All of the Mersenne records were found using the Lucas-Lehmer test and the other two were found using Proth's Theorem (or similar results). The Amdahl Six is J Brown, C Noll, B Parady, G Smith, J Smith and S Zarantonello.
Epilogue: No Predictions
When will we have a one billion digit prime? Good question! In the early days of the GIMPS search, my predictions were reasonable, but recently things have taken a turn (see the graph) that defies prediction using simple regressions and past history. My last prediction was way off!
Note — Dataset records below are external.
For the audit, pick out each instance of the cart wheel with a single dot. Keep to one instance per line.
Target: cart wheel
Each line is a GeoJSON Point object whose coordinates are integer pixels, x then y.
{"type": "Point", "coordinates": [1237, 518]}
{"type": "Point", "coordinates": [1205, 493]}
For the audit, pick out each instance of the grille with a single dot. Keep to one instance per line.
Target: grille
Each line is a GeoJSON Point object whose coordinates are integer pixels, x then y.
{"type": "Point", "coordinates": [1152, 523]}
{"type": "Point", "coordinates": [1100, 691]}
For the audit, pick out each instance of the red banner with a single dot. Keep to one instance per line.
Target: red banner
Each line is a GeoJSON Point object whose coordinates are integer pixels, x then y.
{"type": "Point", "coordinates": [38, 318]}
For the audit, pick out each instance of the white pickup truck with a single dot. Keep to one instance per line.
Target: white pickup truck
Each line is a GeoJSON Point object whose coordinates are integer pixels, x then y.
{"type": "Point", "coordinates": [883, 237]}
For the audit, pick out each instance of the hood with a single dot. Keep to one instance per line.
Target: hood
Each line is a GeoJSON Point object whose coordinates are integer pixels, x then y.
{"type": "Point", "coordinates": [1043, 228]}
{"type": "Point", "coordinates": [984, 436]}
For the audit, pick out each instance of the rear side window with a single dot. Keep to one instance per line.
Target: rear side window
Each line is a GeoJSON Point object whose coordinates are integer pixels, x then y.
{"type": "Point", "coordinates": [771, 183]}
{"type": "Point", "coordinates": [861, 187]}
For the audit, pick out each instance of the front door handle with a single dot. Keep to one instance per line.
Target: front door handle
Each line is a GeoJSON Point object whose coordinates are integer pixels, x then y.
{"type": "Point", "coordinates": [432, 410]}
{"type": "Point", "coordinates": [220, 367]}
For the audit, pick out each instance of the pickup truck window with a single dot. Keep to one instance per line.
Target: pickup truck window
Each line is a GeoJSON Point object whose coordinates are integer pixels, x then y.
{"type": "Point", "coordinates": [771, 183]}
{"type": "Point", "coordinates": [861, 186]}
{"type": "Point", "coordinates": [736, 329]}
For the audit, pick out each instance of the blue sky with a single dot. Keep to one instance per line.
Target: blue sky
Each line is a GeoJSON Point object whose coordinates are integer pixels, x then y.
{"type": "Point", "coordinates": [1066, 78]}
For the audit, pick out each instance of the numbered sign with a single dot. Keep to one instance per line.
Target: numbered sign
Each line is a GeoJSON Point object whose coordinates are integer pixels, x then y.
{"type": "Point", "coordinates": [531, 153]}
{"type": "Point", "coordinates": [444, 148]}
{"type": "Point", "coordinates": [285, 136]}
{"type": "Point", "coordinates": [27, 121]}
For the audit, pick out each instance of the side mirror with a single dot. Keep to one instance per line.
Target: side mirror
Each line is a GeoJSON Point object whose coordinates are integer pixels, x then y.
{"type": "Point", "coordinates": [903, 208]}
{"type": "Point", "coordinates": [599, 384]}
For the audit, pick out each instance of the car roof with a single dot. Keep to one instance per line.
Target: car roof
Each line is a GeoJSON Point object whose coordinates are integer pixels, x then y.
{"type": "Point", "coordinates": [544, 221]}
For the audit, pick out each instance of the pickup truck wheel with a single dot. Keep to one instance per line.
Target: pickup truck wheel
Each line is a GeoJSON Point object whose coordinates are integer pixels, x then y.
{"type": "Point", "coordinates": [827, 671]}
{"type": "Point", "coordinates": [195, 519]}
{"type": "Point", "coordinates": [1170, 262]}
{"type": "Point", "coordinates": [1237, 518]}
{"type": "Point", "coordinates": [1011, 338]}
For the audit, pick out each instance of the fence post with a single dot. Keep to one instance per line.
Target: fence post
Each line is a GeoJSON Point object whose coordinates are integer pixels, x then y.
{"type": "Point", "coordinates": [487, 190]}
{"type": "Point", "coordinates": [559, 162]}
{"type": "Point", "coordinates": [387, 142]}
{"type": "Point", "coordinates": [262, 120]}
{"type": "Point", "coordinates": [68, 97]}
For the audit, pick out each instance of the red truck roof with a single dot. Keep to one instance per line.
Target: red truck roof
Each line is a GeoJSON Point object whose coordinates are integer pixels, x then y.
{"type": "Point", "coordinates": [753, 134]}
I am getting out of the time prediction business. So we will end with a linear graph and a gratuitous cubic below. Useful future predictions should be based not only on heuristics such as found on the page Where is the Next Mersenne?, but should also track the usage data for projects like GIMPS. It is the current participants, not the past, which will find the next prime.